Re: MLT Using a Query created in a different index

2013-04-05 Thread Peter Lavin


Thanks for that Jack,

so it's fair to say that if both the sources and target corpus are large 
and diverse, then the impact of using a different index to create the 
query would be negligible.


P.

On 04/04/2013 06:49 PM, Jack Krupansky wrote:

The heart of MLT is examining the top result of a query (or maybe more
than one) and identifying the top terms from the top document(s) and
then simply using those top terms for a subsequent query. The term
ranking would of course depend on term frequency, and other relevancy
considerations - for the corpus of the original query. A rich query
corpus will give great results, a weak corpus will give weak results -
no matter how rich or weak the final target corpus is. OTOH, if the
target corpus really is representative on the source corpus, then
results should be either good or terrible - the selected/query document
may not have any representation in the target corpus.

-- Jack Krupansky

-Original Message- From: Peter Lavin
Sent: Thursday, April 04, 2013 1:06 PM
To: java-user@lucene.apache.org
Subject: MLT Using a Query created in a different index


Dear Users,

I am doing some research where Lucene is integrated into agent
technology. Part of this work involves using an MLT query in an index
which was not created from a document in that index (i.e. the query is
created, serialised and sent to the remote agent).
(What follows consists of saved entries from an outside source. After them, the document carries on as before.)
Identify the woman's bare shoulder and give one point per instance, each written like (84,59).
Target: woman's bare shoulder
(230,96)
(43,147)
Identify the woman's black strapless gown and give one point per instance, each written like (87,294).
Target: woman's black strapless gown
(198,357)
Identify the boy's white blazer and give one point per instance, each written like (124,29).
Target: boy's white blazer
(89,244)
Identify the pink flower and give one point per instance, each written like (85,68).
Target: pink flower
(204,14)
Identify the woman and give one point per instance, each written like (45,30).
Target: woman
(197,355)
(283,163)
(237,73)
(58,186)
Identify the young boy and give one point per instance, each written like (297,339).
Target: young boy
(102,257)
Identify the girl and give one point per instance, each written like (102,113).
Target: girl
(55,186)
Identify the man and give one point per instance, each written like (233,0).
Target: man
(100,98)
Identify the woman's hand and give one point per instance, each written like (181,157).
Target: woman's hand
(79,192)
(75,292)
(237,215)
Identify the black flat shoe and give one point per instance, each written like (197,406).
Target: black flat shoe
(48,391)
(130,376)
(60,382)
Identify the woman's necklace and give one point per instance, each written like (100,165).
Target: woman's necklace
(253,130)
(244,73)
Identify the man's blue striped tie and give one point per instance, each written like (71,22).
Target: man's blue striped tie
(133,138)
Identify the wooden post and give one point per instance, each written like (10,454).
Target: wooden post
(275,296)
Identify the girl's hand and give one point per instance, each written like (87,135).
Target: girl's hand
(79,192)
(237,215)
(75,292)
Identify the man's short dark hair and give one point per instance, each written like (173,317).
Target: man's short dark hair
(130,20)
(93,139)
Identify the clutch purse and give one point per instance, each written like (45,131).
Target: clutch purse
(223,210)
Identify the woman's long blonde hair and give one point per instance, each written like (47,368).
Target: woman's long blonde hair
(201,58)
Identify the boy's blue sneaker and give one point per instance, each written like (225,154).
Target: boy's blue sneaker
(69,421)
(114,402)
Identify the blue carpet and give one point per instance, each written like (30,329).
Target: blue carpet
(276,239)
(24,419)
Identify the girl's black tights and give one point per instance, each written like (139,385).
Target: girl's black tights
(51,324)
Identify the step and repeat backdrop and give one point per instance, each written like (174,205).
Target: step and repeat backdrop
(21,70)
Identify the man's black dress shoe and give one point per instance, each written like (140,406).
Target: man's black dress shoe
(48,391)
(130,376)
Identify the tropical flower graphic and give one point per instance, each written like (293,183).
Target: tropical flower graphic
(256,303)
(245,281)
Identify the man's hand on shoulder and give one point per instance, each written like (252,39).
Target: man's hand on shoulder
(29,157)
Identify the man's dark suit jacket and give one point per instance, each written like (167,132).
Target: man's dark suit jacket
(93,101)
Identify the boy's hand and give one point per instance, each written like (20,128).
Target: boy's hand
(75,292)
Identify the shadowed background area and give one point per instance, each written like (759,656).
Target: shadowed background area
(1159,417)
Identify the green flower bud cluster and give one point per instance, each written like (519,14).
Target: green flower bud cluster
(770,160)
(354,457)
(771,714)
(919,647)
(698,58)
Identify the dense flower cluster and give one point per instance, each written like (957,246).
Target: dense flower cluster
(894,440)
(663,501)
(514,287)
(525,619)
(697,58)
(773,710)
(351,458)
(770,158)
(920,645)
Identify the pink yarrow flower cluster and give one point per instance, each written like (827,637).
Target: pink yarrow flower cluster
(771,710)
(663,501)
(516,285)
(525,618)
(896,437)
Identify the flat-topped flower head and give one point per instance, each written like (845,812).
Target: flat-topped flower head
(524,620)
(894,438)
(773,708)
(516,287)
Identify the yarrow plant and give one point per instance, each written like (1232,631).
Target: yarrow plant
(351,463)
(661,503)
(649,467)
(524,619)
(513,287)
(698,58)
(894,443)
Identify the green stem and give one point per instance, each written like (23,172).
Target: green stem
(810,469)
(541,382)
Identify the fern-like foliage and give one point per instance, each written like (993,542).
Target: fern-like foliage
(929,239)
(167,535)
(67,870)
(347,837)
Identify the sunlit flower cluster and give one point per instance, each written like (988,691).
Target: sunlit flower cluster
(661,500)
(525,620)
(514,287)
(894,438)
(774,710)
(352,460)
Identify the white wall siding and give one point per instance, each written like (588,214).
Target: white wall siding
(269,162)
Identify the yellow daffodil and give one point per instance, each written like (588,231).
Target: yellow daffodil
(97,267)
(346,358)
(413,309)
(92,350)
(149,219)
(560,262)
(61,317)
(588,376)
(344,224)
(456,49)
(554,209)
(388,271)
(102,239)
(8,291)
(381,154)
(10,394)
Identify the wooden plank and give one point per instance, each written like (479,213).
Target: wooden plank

Can anyone point me towards any information on what the potential impact
of doing this would be?

I'm assuming if both indexes have similar sets of documents, the impact
would be negligible, but what, for example would be the impact of
creating an MLT query from an index with only one or two documents for
use in an index with several (say 100+) documents,

with thanks,
Peter



--
with best regards,
Peter Lavin,
PhD Candidate,
CAG - Computer Architecture  Grid Research Group,
Lloyd Institute, 005,
Trinity College Dublin, Ireland.
+353 1 8961536

-
To unsubscribe, e-mail: java-user-unsubscr...@lucene.apache.org
For additional commands, e-mail: java-user-h...@lucene.apache.org



Re: MLT Using a Query created in a different index

2013-04-05 Thread Jack Krupansky
In a statistical sense, for the majority of documents, yes, but you could 
probably find quite a few outlier examples where the results from A to B or 
from B to A as significantly or even completely different or even 
non-existent.


-- Jack Krupansky

-Original Message- 
From: Peter Lavin

Sent: Friday, April 05, 2013 3:49 AM
To: java-user@lucene.apache.org
Subject: Re: MLT Using a Query created in a different index


Thanks for that Jack,

so it's fair to say that if both the sources and target corpus are large
and diverse, then the impact of using a different index to create the
query would be negligible.

P.

On 04/04/2013 06:49 PM, Jack Krupansky wrote:

The heart of MLT is examining the top result of a query (or maybe more
than one) and identifying the top terms from the top document(s) and
then simply using those top terms for a subsequent query. The term
ranking would of course depend on term frequency, and other relevancy
considerations - for the corpus of the original query. A rich query
corpus will give great results, a weak corpus will give weak results -
no matter how rich or weak the final target corpus is. OTOH, if the
target corpus really is representative on the source corpus, then
results should be either good or terrible - the selected/query document
may not have any representation in the target corpus.

-- Jack Krupansky

-Original Message- From: Peter Lavin
Sent: Thursday, April 04, 2013 1:06 PM
To: java-user@lucene.apache.org
Subject: MLT Using a Query created in a different index


Dear Users,

I am doing some research where Lucene is integrated into agent
technology. Part of this work involves using an MLT query in an index
which was not created from a document in that index (i.e. the query is
created, serialised and sent to the remote agent).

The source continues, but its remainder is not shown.